The more I think of it, though, I’m less satisfied with talking about presidents as symbols. Yes, in the Bible rain is a blessing from God. It is life-giving water for the crops that sustain human community. But keep reading, and rain and floods are also instruments of destruction and wrath. God used rains to eradicate humanity. Floods and storms are symbols of chaos, over which only God himself has control.
On a more practical level, rain is an actual, physical reality whose benefits or costs vary depending on where you stand. Farmers in arid areas pray for rain, but when too much comes, it can mean disaster. Climate change has disrupted weather patters, leaving many dead in recent years from record rains in the U.S. and Europe.
Like rain, Donald Trump is an actual, physical, reality. And, like rain, there is not much to him. Rain is water falling from the sky. I am more and more convinced that there is not much more to Donald Trump than what we see. He is not complex, self-reflective, analytical, a long-term visionary, someone who grasps complex systems and the details that make them function. Impulsivity, lack of empathy, a fragile ego, vindictive and puerile personality–these qualities are not disputed between his supporters and his haters. These qualities (and many others) are plain to see, and you either love them or hate them.
The problem is, they will have real-life impact on our country and our world. A President Mitt Romney or a President John McCain would have had character flaws of their own, and they might even have tried to radically re-make America along conservative lines. But something different is happening here. We fear it because we have not seen it before in this country. If we’ve been paying attention, we’ve seen it in other countries. This is not to say America is morally clean or hasn’t perfected violence, injustice, or chaos through the force of law and bureaucracy.
But to combine the mechanisms of empire with the temperament of an insecure and authoritarian populist? I don’t want to throw words around lightly, but students of history should know what that has led to in the past. At the very least, it should give us cause for deep concern.
But concern is one thing. Action is another. Trump will use the instruments of government (insomuch as he is allowed to by the other branches, the media, and a strong popular resistance movement) to shape America according to his dismal and deluded vision. The border and the “inner cities” are not flooded with crime and carnage. Foreign governments have not “destroyed” or stolen our jobs (they’ve been shipped away by greedy corporations, like the ones represented by many of Trump’s cabinet picks). But it doesn’t matter what is factually true. What matters is that false rhetoric can and will be solidified into actual policy.
The border with Mexico is already more militarized and surveilled than it has ever been, despite record low illegal immigration. What will be the consequences of spending billions more on a project that is not only useless and doomed to fail, but that will destroy families and innumerable human lives?
What will be the consequences of an administration treating the free press like an opposition party? What will be the consequences of an abandonment of federal oversight for police abuse of power, corporations’ environmental impact, or states’ attempts to curtail voting rights?

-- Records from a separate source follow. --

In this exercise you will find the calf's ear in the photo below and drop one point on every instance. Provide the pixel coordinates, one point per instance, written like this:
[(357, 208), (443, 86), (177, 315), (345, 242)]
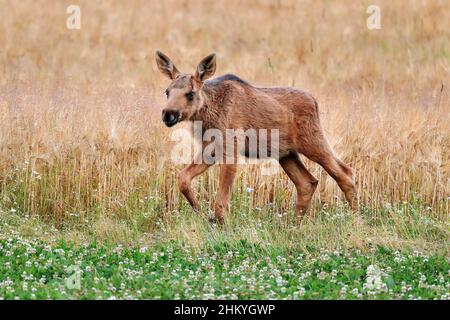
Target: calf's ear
[(206, 68), (166, 66)]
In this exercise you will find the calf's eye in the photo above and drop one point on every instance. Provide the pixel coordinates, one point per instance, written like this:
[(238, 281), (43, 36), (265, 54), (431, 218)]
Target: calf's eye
[(190, 95)]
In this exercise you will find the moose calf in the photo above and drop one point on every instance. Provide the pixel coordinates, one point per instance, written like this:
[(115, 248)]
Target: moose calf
[(228, 102)]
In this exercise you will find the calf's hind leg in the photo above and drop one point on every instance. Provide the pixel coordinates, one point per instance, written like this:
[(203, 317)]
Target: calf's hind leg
[(304, 182), (339, 171)]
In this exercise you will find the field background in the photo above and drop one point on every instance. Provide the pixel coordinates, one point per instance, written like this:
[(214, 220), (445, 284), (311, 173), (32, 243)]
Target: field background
[(84, 155)]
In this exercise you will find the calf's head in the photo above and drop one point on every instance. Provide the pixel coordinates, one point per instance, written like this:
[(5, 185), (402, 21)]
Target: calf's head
[(183, 94)]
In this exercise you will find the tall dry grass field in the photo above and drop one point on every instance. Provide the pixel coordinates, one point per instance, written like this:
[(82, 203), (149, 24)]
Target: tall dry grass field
[(81, 138)]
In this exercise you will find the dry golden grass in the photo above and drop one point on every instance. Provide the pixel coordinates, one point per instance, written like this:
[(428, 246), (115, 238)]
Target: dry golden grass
[(81, 134)]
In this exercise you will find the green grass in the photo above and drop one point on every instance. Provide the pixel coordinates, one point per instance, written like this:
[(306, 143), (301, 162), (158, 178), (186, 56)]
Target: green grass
[(36, 269)]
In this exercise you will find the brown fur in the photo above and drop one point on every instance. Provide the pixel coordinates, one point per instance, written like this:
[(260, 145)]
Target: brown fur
[(228, 102)]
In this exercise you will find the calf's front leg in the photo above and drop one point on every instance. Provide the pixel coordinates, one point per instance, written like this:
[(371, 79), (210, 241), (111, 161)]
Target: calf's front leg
[(227, 174), (184, 182)]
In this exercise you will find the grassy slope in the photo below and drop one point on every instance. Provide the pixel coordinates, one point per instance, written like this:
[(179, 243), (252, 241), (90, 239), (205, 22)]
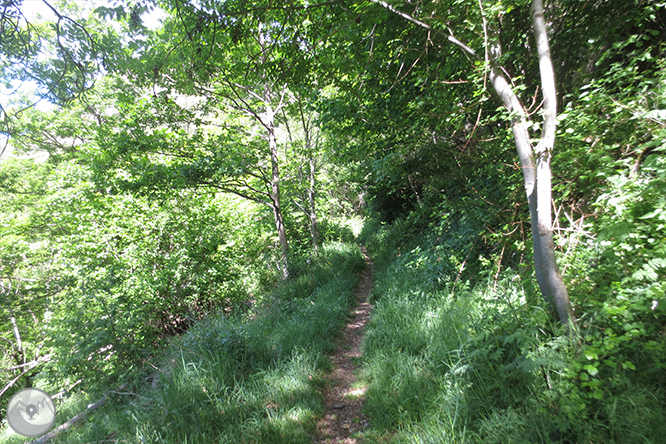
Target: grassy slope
[(479, 361), (251, 379)]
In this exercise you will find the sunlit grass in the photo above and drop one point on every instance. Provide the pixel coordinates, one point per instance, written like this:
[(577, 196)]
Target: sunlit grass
[(253, 378), (477, 363)]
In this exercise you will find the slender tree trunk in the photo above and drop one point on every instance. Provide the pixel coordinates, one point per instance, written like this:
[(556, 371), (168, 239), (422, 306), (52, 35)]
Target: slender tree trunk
[(536, 172), (275, 191), (544, 151), (314, 231)]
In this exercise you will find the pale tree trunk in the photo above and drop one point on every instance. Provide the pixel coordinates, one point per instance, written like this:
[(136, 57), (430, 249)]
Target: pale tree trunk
[(312, 163), (314, 231), (269, 123), (275, 191), (536, 173), (554, 288)]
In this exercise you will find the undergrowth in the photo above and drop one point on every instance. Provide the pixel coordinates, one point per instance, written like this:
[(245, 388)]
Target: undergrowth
[(250, 378), (454, 357)]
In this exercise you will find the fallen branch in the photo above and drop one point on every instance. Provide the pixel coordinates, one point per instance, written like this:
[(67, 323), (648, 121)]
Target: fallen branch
[(91, 407)]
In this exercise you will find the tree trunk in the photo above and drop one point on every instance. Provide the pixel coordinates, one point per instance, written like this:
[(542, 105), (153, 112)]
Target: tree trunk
[(536, 174), (314, 231), (554, 289), (275, 191)]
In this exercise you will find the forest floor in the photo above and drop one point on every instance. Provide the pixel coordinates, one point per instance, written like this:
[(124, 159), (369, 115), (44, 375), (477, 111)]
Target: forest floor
[(343, 397)]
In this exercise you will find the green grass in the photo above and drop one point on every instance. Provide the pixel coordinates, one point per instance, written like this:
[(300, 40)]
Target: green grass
[(482, 363), (253, 378)]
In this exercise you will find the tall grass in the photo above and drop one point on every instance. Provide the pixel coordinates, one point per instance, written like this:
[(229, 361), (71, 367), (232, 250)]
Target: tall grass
[(253, 378), (476, 361)]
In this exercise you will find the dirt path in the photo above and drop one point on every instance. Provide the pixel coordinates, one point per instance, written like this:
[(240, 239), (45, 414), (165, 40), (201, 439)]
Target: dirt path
[(342, 399)]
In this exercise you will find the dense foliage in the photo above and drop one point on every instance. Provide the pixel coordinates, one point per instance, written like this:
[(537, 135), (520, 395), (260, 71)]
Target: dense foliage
[(175, 207)]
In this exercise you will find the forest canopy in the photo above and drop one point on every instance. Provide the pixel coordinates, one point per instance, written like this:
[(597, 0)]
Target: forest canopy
[(165, 163)]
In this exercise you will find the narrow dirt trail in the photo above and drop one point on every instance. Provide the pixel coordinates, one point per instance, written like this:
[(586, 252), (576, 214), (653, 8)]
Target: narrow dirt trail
[(342, 399)]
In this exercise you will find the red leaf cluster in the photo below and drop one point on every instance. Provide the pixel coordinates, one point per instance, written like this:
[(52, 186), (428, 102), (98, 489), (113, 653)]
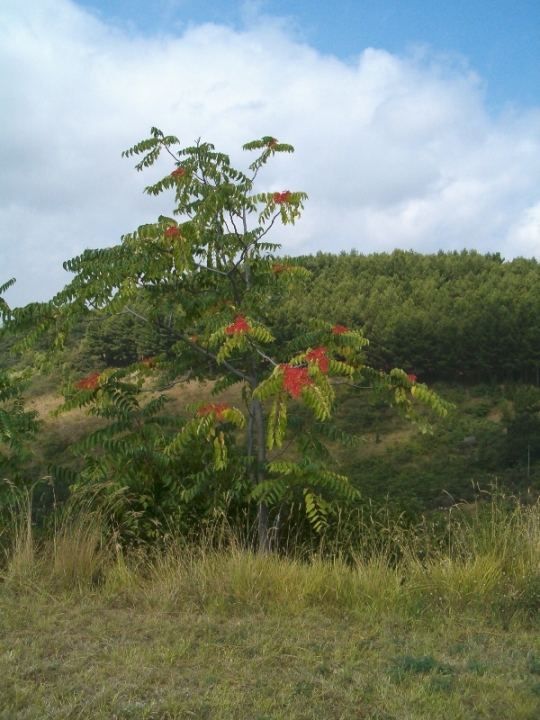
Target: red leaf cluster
[(280, 198), (217, 409), (279, 267), (89, 383), (320, 357), (239, 326), (294, 379)]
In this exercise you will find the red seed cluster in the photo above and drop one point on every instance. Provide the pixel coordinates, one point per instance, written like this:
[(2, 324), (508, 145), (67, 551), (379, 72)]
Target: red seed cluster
[(89, 383), (280, 198), (320, 357), (279, 267), (294, 379), (217, 409), (238, 326)]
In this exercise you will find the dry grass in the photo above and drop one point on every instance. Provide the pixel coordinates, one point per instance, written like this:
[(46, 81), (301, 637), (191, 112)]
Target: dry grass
[(447, 631)]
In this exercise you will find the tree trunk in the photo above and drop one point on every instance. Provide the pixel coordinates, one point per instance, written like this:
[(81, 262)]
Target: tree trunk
[(263, 534)]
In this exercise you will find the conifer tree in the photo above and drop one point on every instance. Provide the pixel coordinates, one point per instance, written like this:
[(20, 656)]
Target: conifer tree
[(206, 274)]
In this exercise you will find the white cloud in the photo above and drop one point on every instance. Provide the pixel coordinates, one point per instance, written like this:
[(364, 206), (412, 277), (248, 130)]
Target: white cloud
[(394, 152)]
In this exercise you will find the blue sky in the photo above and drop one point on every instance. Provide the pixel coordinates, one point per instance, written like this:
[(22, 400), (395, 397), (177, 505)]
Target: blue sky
[(498, 38), (416, 124)]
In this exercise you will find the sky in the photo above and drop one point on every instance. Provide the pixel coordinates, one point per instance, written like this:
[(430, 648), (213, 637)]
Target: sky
[(416, 124)]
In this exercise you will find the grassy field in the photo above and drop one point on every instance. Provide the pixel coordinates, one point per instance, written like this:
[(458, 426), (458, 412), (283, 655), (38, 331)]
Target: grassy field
[(437, 630)]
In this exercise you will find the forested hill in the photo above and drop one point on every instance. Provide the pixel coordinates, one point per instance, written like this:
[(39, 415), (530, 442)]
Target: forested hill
[(458, 315), (450, 316)]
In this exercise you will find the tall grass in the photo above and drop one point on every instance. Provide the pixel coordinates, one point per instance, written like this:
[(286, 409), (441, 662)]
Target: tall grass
[(485, 559)]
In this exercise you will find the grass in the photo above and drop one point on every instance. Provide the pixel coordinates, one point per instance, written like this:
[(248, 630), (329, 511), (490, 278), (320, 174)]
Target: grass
[(417, 626)]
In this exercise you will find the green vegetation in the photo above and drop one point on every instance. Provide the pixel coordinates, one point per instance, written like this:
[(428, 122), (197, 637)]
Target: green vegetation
[(204, 282), (409, 627), (226, 517)]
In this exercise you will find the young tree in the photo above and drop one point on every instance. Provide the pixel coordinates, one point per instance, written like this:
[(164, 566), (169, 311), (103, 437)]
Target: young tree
[(207, 275)]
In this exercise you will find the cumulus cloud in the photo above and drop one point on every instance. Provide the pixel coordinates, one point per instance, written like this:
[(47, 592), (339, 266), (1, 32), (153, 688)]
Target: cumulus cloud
[(393, 151)]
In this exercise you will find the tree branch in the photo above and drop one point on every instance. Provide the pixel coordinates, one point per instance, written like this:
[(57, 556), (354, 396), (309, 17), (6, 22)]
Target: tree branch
[(192, 345)]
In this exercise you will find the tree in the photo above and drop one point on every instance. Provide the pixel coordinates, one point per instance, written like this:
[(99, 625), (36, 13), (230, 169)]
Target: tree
[(18, 426), (208, 276)]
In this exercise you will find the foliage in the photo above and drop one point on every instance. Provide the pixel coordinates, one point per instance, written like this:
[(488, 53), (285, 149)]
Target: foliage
[(455, 315), (206, 278), (18, 426)]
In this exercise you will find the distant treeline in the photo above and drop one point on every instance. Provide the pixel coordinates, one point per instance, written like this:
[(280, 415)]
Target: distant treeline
[(452, 316), (457, 315)]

It is true that these things were already piecemeal or fragile, even under “liberal” administrations. Things might very well not get as bad as we think they will under Trump. We just don’t know.
This is why we have to move beyond concern, and into action. Trump and his government will not tire of action. They’ve wasted to time getting to work, as their days in office will be numbered. But the rest of us, we will still be here (let’s hope). Obama himself is fond of urging citizens toward engagement and activity in the service of a free and inclusive society. We’d do well to heed his call. And it is not just his call. It has been the occupation of so many freedom fighters and patriots through history who deeply lived out the vision: “But let justice roll on like a river, righteousness like a never-failing stream”
With that in mind, I will focus my political posts on this blog on sharing opportunities for regular people to take action, get involved, and lead. I hope–I know–that we can make a meaningful stand to protect the communities and values that are dear to us–and that are just as much a part of America as any others.